Daß die der Erektion und Ejakulation entsprechenden Vorgänge bei der Frau noch mehr als beim Mann psychischen Einflüssen unterliegen, ist in Anbetracht der ungleich engeren Verbindung zwischen Physis und Psyche, die für das weibliche Geschlecht charakteristisch ist, ohne weiteres verständlich.

Es zeigt sich eben immer wieder, daß die zentrale und oberste Instanz im sexuellen Mechanismus die Hirnrinde ist, wobei es gleichgültig ist, ob sich in ihr ein eigenes »Sexualzentrum« nachweisen läßt oder nicht. Denn es unterliegt keinem Zweifel, daß im Gehirn die sexuellen Gefühle, Dränge und Triebe entspringen, also alle psycho-physischen Vorgänge, die man als Geschlechtsleben, Geschlechtssinn, Geschlechtstrieb bezeichnet. Das betreffende Gebiet der Hirnrinde ist ebenso durch zentrale wie durch periphere Reize erregbar. In der Pathologie, z. B. bei Krankheiten der Hirnrinde, stellen organische Erregungen solche zentrale Reize dar. Physiologisch bestehen sie in psychischen Reizen (Vorstellungen und Sinneswahrnehmungen). Unter physiologischen Bedingungen handelt es sich einerseits um reine Hirnvorgänge, wie um Erinnerungen und Vorstellungen; sodann um optische Wahrnehmungen, weit seltener um durch das Gehör vermittelte Reize. Sehr wichtig sind zweifelsohne Geruchswahrnehmungen und Tasteindrücke.

Bei den Tieren ist ein Einfluß der Geruchswahrnehmungen auf den Geschlechtssinn unverkennbar. Althaus erklärt geradezu den Geruchssinn für wichtig bezüglich der Reproduktion der Gattung. Er macht geltend, daß Tiere verschiedenen Geschlechts durch Geruchswahrnehmungen zueinander hingezogen werden, und daß fast alle Tiere zur Brunstzeit von ihren Geschlechtsorganen aus einen besonders scharfen Geruch verbreiten.
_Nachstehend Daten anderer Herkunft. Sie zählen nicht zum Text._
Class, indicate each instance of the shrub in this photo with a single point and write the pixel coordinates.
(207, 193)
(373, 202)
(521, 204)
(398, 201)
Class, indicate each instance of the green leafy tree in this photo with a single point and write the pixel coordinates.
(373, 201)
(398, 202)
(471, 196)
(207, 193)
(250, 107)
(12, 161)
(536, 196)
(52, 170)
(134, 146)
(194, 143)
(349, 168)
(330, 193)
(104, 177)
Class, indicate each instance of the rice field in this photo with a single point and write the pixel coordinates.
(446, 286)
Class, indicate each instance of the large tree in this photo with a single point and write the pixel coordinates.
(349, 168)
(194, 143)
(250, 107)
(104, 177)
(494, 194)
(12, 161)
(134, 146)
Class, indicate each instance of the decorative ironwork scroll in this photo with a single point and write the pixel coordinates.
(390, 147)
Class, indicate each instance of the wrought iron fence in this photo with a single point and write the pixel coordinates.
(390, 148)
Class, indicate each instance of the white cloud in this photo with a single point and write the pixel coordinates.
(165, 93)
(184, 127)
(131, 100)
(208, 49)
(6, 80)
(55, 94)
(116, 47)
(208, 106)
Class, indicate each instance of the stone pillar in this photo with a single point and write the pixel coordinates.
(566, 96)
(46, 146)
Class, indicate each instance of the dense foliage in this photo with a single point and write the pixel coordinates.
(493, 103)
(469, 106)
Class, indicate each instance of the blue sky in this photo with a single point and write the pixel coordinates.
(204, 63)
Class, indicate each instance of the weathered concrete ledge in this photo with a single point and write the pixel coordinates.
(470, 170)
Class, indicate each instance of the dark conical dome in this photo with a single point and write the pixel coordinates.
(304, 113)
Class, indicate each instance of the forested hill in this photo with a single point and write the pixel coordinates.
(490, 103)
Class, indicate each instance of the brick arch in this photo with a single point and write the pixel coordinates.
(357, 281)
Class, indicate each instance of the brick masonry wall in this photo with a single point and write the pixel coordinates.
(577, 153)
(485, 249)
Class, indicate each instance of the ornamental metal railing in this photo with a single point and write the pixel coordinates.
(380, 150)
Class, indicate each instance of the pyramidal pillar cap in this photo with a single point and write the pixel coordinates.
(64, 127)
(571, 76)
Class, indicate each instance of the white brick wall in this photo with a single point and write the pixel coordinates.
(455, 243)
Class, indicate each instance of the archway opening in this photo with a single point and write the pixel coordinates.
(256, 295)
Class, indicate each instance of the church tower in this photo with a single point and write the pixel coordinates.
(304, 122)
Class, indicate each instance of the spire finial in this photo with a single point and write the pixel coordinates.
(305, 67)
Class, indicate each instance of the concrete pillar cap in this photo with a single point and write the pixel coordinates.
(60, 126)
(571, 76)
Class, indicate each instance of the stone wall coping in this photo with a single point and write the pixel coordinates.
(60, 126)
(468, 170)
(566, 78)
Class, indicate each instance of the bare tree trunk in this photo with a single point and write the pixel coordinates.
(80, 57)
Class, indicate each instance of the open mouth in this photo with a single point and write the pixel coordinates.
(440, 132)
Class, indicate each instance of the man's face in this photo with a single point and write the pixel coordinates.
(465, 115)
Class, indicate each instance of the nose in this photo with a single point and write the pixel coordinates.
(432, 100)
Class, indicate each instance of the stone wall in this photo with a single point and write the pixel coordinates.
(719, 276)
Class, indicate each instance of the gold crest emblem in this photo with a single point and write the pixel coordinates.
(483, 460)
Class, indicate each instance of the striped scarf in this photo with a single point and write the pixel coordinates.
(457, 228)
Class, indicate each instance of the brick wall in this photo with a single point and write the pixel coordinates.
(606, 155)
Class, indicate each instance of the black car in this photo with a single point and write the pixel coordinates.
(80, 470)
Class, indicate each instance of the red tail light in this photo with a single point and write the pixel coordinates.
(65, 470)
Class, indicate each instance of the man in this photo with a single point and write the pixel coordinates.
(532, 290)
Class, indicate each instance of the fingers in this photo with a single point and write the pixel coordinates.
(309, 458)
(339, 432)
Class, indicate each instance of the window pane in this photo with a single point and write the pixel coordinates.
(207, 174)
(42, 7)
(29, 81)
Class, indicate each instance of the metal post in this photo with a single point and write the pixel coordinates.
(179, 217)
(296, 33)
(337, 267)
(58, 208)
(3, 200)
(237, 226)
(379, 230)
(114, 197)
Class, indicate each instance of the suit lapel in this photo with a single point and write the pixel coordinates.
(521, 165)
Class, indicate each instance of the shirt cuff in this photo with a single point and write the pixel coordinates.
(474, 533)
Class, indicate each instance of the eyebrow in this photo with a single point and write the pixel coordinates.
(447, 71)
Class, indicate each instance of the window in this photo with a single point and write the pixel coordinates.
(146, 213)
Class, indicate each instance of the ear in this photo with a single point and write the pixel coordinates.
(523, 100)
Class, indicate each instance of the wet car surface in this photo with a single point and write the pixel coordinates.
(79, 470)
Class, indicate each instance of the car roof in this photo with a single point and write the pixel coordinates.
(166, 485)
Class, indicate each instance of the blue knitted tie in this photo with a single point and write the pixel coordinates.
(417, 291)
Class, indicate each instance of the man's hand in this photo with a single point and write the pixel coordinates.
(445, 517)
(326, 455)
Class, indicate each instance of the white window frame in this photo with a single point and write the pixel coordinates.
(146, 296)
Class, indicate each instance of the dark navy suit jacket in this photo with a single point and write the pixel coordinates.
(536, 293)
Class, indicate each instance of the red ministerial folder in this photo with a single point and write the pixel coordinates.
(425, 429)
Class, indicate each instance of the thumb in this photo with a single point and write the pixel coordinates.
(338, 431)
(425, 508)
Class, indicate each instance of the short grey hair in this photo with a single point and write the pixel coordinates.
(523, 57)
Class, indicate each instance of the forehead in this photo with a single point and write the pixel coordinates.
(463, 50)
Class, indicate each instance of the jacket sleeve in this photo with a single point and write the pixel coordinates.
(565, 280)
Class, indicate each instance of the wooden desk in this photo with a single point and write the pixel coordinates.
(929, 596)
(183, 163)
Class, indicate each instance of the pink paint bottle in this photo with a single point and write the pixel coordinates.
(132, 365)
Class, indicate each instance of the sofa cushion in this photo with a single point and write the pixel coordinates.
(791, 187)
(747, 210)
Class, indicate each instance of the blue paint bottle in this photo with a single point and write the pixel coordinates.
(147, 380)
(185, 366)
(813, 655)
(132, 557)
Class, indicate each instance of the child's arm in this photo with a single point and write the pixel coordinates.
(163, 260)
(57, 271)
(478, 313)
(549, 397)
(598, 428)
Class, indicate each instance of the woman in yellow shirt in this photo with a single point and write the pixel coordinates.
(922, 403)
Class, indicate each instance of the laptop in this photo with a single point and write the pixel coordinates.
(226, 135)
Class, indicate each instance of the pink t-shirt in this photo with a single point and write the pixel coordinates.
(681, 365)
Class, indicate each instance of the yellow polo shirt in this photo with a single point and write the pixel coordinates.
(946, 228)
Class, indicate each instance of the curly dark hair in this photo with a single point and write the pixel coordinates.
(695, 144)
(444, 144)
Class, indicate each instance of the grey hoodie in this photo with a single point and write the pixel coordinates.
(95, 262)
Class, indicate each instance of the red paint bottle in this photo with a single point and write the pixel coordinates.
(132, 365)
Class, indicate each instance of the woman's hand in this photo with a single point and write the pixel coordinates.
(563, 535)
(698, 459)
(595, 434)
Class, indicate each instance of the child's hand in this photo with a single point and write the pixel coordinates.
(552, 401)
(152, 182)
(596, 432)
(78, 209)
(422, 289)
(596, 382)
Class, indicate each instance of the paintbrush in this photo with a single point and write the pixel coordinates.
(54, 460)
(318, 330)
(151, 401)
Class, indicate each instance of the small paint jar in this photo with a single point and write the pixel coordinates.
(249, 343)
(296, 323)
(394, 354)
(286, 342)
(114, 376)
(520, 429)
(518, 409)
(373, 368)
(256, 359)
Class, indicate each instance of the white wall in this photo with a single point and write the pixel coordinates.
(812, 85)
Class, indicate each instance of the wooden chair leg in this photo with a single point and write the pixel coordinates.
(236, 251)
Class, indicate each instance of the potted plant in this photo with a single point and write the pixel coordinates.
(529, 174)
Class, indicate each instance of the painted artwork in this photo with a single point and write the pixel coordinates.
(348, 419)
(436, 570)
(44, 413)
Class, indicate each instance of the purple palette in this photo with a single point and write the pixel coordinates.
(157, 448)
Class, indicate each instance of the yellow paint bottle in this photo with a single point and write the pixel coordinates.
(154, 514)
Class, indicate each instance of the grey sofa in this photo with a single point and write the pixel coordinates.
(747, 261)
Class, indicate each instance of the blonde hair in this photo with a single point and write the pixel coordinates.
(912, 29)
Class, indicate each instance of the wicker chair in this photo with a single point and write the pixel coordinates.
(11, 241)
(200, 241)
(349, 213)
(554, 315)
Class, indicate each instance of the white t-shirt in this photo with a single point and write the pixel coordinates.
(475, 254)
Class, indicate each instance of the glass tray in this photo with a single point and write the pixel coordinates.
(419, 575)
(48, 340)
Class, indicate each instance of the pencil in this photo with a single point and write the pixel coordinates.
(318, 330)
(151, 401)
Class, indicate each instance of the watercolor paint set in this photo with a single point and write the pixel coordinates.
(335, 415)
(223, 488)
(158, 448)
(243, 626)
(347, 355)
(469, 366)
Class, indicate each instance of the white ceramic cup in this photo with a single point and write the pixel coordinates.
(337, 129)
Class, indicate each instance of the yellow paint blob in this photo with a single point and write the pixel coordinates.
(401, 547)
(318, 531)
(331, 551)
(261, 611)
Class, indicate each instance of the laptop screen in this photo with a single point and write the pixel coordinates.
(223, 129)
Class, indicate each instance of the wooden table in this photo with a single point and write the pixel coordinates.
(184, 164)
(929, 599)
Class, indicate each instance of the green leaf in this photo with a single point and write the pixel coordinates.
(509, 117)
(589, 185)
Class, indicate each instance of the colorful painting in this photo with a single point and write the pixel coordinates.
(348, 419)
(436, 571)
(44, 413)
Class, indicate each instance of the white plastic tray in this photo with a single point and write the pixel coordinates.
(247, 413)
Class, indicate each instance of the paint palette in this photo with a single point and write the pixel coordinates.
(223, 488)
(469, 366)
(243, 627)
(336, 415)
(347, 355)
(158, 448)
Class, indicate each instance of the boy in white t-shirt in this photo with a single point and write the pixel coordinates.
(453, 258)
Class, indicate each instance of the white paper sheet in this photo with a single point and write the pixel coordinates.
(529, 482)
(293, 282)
Dafür spricht ein Versuch von Schiff, der neugeborenen Hunden die Geruchsnerven entfernte und bei den herangewachsenen Tieren feststellte, daß das männliche Tier das Weibchen nicht herauszufinden vermochte. Ein entgegengesetzter Versuch von Mantegazza (Hygiene der Liebe), der an blinden Kaninchen kein Hindernis für die Begattung aus diesem Sinnesdefekt beobachtete, lehrt, wie wichtig der Geruchssinn für die Vita sexualis bei Tieren zu sein scheint.

Bemerkenswert ist auch, daß manche Tiere (Moschustier, Zibetkatze, Biber) an ihren Genitalien Drüsen haben, die scharf riechende Stoffe absondern.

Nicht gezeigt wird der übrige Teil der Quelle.